Warband’s multiplayer battles have that compulsive “must respawn, must get back into the fray, and must keep playing” vibe. Warband isn’t a sequel to the original Mount & Blade, but a standalone expansion, the major addition to which is the bolting on of this 64-player online battle mode. And the multiplayer conflicts will teach you many things, probably the first being that you can’t play the game half as skilfully as you thought you could.
But before we evaluate the new multiplayer in its banner waving glory, first off a quick refresher on exactly what Mount & Blade is. It’s a medieval combat game, with something of a focus on horseback fighting (hence the name), along with RPG style character levelling and skill building in the expansive, open-ended single player campaign.
Warband has seen some work on the single player mode with this expansion. An improved tutorial is a bit more helpful for novices, and a new faction, the Sarranids – Arabian type desert dwellers – expands the campaign map somewhat. Fresh tweaks to the game’s AI give a more realistic behaviour to the various factions’ military manoeuvrings, and some interesting new political stuff has been thrown into the mix. You can now marry, and even become King of the realm, which adds quite a chunk of intrigue to the later stages of the campaign.
There’s been some tinkering with Mount & Blade’s graphics engine, too. The visuals have been fine-tuned, featuring more detailed character models and textures, smoother combat animations and an all round polish. These are impressive improvements, if not huge leaps forward, although we’re secretly glad about that in a way, as the visuals still evoke that gritty feel which rather suits the game’s medieval style and brutal bouts of combat.
The real fresh meat of Warband, however, is the multiplayer, where you really feel both the chaos and tactics of a battlefield in equal measure, given that every soldier is human controlled. A semi-organised army that tries to communicate and marshal itself in team-chat is quite an experience, and we were involved in matches where we lined up our infantry in front of our crossbowmen, protecting them up on a slope while they fired down at the enemy with impunity.
Then a sudden shout of “to the left” went up, and the thundering of hooves signalled the arrival of the enemy’s cavalry charge, which had been organised to crash into our flank, resulting in some desperate dodging and blocking to survive, while we fumbled for our pikes; marvellous stuff. Granted, often teams aren’t that organised, and there are a lot of idiots who run around clueless as in any online game, but on some occasions even large pick-up groups manage to implement a bit of tactical nous.
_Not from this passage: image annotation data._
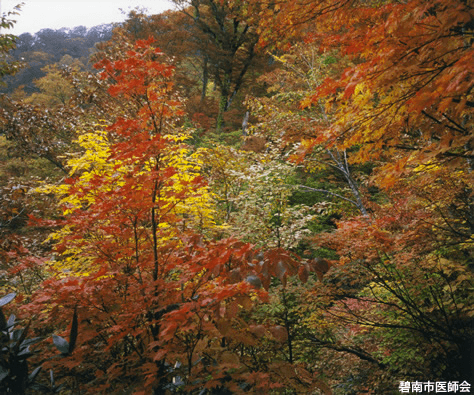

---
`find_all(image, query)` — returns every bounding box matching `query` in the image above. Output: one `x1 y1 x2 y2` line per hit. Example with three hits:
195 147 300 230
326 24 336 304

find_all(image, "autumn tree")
241 1 473 389
21 40 336 393
171 0 259 131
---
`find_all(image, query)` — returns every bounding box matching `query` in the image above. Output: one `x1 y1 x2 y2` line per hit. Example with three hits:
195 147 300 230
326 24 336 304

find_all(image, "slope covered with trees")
0 0 474 394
If you’re playing the straight deathmatch modes, naturally it’s simply about killing, and sticking together so you’re not too isolated in team deathmatch. There are the usual conquest and capture-the-flag type modes, but the more enthralling games we had were on the castle siege maps. Organising an assault up the castle wall, hiding behind your shield as you climb the ladder, then leaping up and cutting down the enemy archers along the battlements makes you feel, well, almost heroic. The full battle mode is also interesting, because when you’re dead, you’re out for the rest of the bout without any respawn. It makes (most) players far more cautious with their lives, as it should be in battle, really.
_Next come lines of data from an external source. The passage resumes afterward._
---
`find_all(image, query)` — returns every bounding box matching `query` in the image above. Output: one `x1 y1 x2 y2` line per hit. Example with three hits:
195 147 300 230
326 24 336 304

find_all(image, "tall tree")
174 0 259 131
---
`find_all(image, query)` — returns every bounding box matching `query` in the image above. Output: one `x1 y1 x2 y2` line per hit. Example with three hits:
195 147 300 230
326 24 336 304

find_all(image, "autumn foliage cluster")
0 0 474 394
Server population seems high, and we had no trouble finding a well stocked game, even during off-peak times, although a strange bug meant we occasionally had trouble joining. Apparently this bug strikes on servers which are nearly full, and tells the player he or she has an invalid authorisation key. Hopefully that will be patched soon. The dedicated servers are responsive, and provided us with a 50-80ms ping, with no evidence of lag even in the big 60-player battles of which we partook.
To be frank, Multiplayer Warband is great gobbets of javelin-chucking, portcullis-storming fun, but take heed of one warning. There are a lot of above average players out there, along with some scarily good warriors who have truly mastered the demanding combat system. This makes it tough going to start with, particularly for the beginner, and even for those familiar with standard Mount & Blade combat, as a considerable number of refinements have been introduced in the expansion.
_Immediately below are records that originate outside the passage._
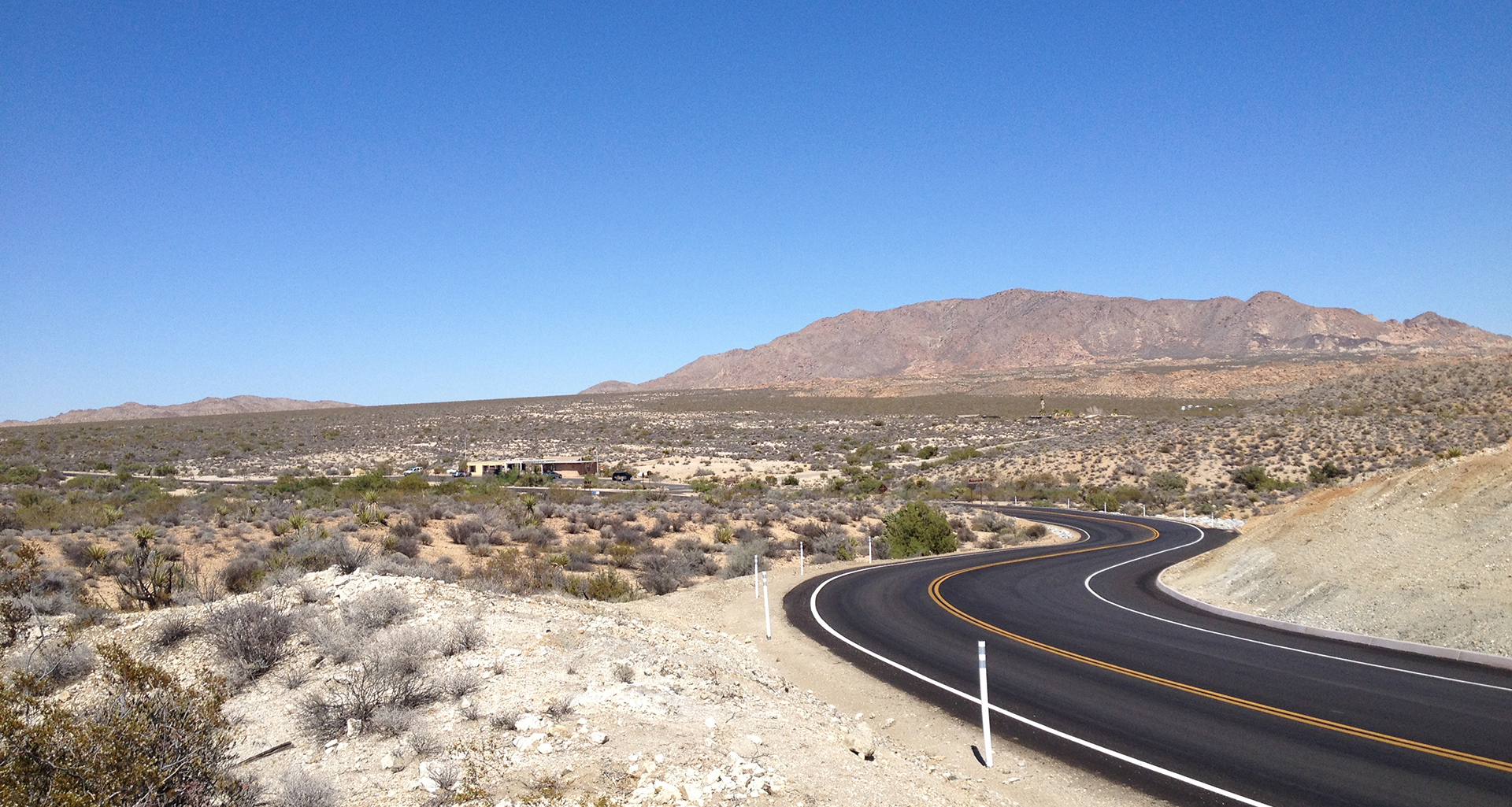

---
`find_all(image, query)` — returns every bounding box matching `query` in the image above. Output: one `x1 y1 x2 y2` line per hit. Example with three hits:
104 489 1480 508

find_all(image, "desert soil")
1164 446 1512 654
44 536 1164 807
Using a lance to good effect is now harder, as you have to couch it manually, and there’s more flexibility as it’s possible to aim the weapon to the left or right. In melee combat, moves such as kick and parry are now in the control scheme, and when you fight a player who can feint, parry and use these new tools adroitly, you’ll know about it. Warband takes some acclimatisation on this front, but the added depth here makes combat ultimately more satisfying. Good stuff, all round.